3人とも「大丈夫?辛かったら話聞くよ。」という旨の内容である。
私は返信のボタンを押せなかった。
ごめんなさい。
本当のことを言うと、皆さんには話を聞いて欲しくないのです。
親切な内容のメールを送ってくれたことは、ありがたいのですが、本当にごめんなさい。
今日になって、もう1つ気づいた。
とにかく誰とも繋がりたくないのである。
対面で話すことはもっとできない。
外に出る気にもなれない。
その後もメールは来る。
iPhoneのメールアプリにくっついている赤丸の数字が増える度に、気持ちが重く暗くなった。
「今は返信できないんです。ごめんなさい。」
そうを伝えるのは、社会人のマナーだと考えていた。
しかし、今はそれさえできないのである。
メールが来る度に、自分の情けなさが露呈される。
だから億劫で仕方なかった。
今度は、同期のOくん。
「大丈夫ですか。みんなで飲みませんか。」と書かれている。
返信のボタンを押す気になれない。
みんなって誰⁉︎
同期かな?
とてもじゃないけれども、飲みに行ける状況ではない。
Oくんから、メールなんて来たことない。
実は、私はOくんに好印象を持っている。
Oくんはイジられやすいポジションだから、
Dくんに「返信がないから、連絡しろ」とでも言われたのかな?
Oくんからメールが来て、嬉しくないと言ったら嘘になる。
でも、Oくんの言うみんなは、Oくんが誘ったら私が飲み会に来ると思っているのだろうか?
性格悪いな。

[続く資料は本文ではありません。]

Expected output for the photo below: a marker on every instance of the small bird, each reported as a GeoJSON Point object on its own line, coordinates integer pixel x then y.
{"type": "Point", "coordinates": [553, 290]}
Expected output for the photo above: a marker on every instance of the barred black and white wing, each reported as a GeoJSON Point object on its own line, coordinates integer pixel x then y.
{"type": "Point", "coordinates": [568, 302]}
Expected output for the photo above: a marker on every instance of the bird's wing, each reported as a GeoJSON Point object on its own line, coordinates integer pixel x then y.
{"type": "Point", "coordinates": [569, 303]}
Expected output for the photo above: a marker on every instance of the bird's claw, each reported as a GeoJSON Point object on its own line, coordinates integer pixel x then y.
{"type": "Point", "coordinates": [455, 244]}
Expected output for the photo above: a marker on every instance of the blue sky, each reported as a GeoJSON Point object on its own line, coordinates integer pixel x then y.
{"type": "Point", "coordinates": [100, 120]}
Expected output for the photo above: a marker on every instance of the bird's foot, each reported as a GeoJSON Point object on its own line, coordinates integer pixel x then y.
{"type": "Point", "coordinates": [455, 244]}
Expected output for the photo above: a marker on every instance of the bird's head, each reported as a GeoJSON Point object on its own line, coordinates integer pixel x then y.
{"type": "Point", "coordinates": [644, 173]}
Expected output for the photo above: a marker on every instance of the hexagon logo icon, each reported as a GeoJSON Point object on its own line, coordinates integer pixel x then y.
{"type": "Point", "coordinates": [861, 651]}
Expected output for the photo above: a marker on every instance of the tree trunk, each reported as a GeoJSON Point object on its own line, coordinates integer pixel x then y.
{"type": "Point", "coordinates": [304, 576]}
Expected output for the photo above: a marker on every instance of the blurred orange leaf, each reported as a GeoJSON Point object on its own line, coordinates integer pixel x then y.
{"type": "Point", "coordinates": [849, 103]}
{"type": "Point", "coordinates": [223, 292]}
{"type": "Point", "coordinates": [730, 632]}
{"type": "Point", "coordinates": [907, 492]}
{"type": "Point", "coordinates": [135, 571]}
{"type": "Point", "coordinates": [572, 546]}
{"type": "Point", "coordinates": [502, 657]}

私。
物の考え方も、かなり卑屈になっている。
さらに、メールの着信があった。
今度は、青年団体のお姉さんからだ。
ひぇぇぇ、町民にまで私が無断欠勤していることを知られている。
ホントどうしよう。
このお姉さんからは、メールが来るのは初めてだった。
「私もメンタルクリニックに通った時期があったから、話を聞けるかもしれません。良ければでいいので、辛いことがあれば力になります。」
と書かれていた。
お姉さんの文章にジーンとした。
お姉さんはどう思ってメールを送ったのかわからないけれども、なんとなく共感しようとしてくれている感じがした。
もう少し元気だったら、お姉さんと話せたかもしれない。
しかし、どうしても返信のボタンを押せなかった。
町民にもこの状況について、話が広がってしまったんだ。
私は町中で評判が悪くなるかもしれない。
事務所どころか、この町にいられないのではないか。
皆さん、私の存在は無いものだと思ってください。
一層のこと、私自身が「私の存在は消えてしまったほうがいい。」と考えているのですから。